I stare at her. For someone who is so ditzy that she has, upon occasion, forgotten to lock the office door after closing for the day, Tiffany can be pretty savvy.
“That’s good,” I say to her. “That’s very good.”
“Hello,” Shari says. “Are you talking to me? Or to Miss Hairspray for Brains over there?”
“Hey, now,” I say. “Come on.”
“Well, I’m trying,” Shari says. “But seriously, Lizzie. I know you love Luke and all. But do you really see yourself with him fifty years from now? Even five years from now?”
“Yes,” I say, taken aback by the question. “Of course. Why? What’s wrong with him?” The other line chirps. “Crud. Hold on.” I press line 2. “Pendergast, Loughlin, and Fly
A second later, I’m back with Shari. “Seriously. Why do you sound like you think Luke and I don’t have a future?”
“Well, honestly, Lizzie,” Shari says. “What do the two of you have in common?
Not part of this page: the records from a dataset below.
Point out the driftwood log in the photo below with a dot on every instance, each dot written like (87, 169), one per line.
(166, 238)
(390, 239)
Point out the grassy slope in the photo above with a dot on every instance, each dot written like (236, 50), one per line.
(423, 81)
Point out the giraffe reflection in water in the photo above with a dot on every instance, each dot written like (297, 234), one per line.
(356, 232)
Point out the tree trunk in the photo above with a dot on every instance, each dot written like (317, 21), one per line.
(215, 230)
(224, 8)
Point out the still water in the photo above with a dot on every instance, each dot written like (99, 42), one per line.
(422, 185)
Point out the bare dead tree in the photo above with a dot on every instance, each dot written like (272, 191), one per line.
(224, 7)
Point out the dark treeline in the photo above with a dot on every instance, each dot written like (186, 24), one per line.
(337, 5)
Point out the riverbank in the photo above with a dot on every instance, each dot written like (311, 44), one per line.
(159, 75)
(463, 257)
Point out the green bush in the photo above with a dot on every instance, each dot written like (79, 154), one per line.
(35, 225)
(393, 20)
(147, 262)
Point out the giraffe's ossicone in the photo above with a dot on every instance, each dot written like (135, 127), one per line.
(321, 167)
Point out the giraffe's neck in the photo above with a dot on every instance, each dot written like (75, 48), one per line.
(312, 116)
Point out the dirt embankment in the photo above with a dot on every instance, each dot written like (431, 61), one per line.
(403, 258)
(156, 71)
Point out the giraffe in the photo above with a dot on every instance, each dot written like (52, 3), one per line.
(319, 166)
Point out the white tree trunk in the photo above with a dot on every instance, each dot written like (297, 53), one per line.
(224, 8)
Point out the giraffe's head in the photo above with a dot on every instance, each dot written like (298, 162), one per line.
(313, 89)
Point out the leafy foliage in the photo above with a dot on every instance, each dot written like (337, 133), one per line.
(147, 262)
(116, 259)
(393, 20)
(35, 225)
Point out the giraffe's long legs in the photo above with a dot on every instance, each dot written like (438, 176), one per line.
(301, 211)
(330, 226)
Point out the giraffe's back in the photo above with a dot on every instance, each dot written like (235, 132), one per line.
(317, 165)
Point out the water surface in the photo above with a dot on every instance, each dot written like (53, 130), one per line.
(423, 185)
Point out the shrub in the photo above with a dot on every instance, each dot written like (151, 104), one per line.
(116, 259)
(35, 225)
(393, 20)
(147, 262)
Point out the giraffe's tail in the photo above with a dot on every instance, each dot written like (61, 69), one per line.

Except sex?”
“Lots of things,” I insist. “I mean, we both like New York. We both like Château Mirac. We both like… wine. And Renoir!”
“Lizzie,” Shari says. “Everybody likes that stuff.”
“And he wants to be a doctor,” I go on. “And help save people’s lives. And I want to be a certified wedding-gown specialist. And help make brides look good.We’re practically the same person. ”
“You’re making a joke out of it,” Shari says. “But I’m serious. One of the reasons I realized Chaz and I were wrong for each other, and Pat and I so right, is that intellectually Pat and I are compatible. And I don’t think the same could be said about you and Luke.”
I feel tears sting my eyes. “You think he’s intellectually superior to me, is that it? Just because he likes documentaries and I like Project Runway!”
“No,” Shari says, sounding exasperated. “What I mean is, he likes documentaries and you like Project Runway … and yet you guys only ever watch documentaries. Because you’re so busy trying to get him to like you, that you just do whatever he wants, instead of telling him whatyou really want to do. Or watch.”
“That is not true,” I cry. “We watch shows I like all the time!”
“Oh, yeah?” Shari lets out a bitter laugh. “I had no idea you were such a Nightline fan. I always thought you were more of a David Letterman type of girl. But hey, if Nightline is what floats your boat—”
“Nightline is a totally good show,” I say defensively. “Luke watches it so he can stay abreast of world issues, since he often misses the evening news, being busy at the library, studying—”
“Face it, Lizzie,” Shari says. “I know you think you’ve found your handsome prince—literally. But do you really think of yourself as the princess type? Because I sure don’t think of you that way. And I’m pretty sure Luke doesn’t, either.”
“What is that supposed to mean?” I demand. “I’m totally the princess type! Just because I make my own clothes instead of waiting for a fairy godmother to come along and sprinkle me with fairy dust—”
“Elizabeth?” It’s only then that I notice that Roberta has approached the reception desk. And that she does not look happy.
“Uh,” I say to Shari. “Ihavetogobye.”
I hang up. “Hi, Roberta,” I say. Beside me, Tiffany has pulled her feet from the desk and is making herself look busy by pulling open a drawer and arranging bottles of her fingernail polish in rainbow order.